Centralising this decision in Putrajaya is crucial to maximise teaching opportunities, allow more specialists to engage in education, and improve social cohesion when paired with the newer specialist hospitals in Sabah, Sarawak or Kelantan.
The third short-term solution is to clarify existing MOH policies on using MOH specialists as “adjunct lecturers”.
Currently, private medical schools remunerate MOH specialists to teach their students.
This should be allowed, but a balance is needed between three public service objectives for a specialist: patient care, training junior doctors and teaching medical students.
Specialist retention is also an important consideration, and remunerated teaching can help with retention.
Finally, the Hippocratic Oath requires that a doctor teaches other doctors and MOH should encourage it as an appropriate part of a specialist’s workload.
Further on to Doctor 2035
These short-term solutions must continue into the long term.
It must be accompanied by all previously discussed solutions to reduce the number of medical schools and students, and to improve the selection of medical students.
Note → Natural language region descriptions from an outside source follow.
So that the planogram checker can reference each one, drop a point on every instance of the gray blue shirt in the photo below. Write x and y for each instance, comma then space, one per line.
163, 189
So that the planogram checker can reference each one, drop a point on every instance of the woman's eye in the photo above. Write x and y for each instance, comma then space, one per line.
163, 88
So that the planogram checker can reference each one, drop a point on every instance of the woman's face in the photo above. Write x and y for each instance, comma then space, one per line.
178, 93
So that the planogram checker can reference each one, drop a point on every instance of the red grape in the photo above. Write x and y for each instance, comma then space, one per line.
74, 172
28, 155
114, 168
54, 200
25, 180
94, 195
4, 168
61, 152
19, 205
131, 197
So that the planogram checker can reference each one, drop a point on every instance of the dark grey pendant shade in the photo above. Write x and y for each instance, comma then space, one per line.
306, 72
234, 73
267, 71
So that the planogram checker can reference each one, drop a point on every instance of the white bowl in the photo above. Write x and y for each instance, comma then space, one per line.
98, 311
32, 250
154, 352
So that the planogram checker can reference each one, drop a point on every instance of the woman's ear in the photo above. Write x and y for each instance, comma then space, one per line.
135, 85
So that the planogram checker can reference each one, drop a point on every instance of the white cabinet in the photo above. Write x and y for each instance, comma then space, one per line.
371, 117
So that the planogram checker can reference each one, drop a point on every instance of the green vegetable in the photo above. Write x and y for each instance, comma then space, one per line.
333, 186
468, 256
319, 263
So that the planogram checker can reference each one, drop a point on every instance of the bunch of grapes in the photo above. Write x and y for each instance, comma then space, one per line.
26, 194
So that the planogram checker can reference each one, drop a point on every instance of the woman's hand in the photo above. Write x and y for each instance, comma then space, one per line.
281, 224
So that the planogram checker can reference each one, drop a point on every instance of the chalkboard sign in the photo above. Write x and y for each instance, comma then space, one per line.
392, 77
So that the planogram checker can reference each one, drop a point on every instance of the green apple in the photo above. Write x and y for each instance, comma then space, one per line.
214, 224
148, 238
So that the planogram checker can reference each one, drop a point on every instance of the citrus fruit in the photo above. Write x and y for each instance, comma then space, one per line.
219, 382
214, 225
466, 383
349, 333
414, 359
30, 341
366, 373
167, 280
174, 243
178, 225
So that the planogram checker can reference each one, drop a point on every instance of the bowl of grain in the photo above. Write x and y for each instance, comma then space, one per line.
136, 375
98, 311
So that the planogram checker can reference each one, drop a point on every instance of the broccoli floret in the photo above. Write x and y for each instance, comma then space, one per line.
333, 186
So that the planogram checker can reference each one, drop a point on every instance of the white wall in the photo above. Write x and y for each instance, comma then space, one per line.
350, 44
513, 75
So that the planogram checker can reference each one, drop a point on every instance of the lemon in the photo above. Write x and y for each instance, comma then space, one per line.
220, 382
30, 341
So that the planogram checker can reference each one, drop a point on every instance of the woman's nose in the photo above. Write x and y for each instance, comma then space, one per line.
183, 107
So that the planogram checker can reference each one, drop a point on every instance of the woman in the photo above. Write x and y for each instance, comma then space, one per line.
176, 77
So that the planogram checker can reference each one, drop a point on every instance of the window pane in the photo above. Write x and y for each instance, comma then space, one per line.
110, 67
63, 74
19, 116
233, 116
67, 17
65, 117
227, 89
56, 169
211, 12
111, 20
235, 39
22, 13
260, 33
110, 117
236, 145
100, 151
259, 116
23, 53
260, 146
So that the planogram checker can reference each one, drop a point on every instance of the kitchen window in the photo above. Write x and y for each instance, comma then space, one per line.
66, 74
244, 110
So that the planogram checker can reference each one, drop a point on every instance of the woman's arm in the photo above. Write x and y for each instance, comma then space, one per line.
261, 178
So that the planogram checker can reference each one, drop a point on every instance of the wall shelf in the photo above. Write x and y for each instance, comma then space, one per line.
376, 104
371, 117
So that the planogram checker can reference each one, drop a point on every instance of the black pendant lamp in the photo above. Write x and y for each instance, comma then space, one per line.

Given their synergistic nature, fixing one problem helps to fix another.
To get us to Doctor 2035, there are a few long-term solutions.
The first is to commission a report similar to the Flexner Report, a book-length report published in 1910 that shaped the American and Canadian medical education system into the one that we still recognise today.
This report should contain the over-arching strategies and philosophies for Malaysia’s medical education system for the next 50 years.
It should contain the usual elements like curricula and skills of a doctor, but also introduce new elements like self-correcting mechanisms, the mix of public/private education, the different cultures of different generations and the right mix of paternalism/autonomy.
Other long-term quality improvement solutions are responses to the tectonic changes within medicine, health systems and societies.
One, we must accept that it’s increasingly impossible to teach medical students everything there is to know about medicine in five years.
Instead, we must teach them to manage the knowledge overload by moving away from rote memorisation, and teaching critical appraisal and data processing skills.
Another good skill to have is “learning how to learn”.
Two, as doctors are more than just diagnosticians, we must teach them that there is a world outside scientific medicine.
Brief introductions to health systems, funding mechanisms and health economics are inherently beneficial, and will also teach humility and a sense of awe.
Finally, the doctors of 1995, 2035 and 2045 will have different generational zeitgeists, but will work together in the same clinic.
Our medical education system must embrace the cultural and age differences, and prepare for teamwork of a completely different kind.
Studying medicine is one of the higher callings in life, and the trust and respect given to doctors is testament to that.
There will be no magic solutions to the optimal number of doctors we need, to reduce the number of medical schools and students, to select better medical students or to improve the quality of medical schools.
What we have is a basket of solutions to get the correct number of doctors – all well-trained and well-selected – in order to get the health that we deserve.
Dr Khor Swee Kheng has postgraduate degrees in internal medicine and public health, and has worked in five health sectors across three continents. He is currently reading Public Policy at the University of Oxford. The views expressed here are entirely his own.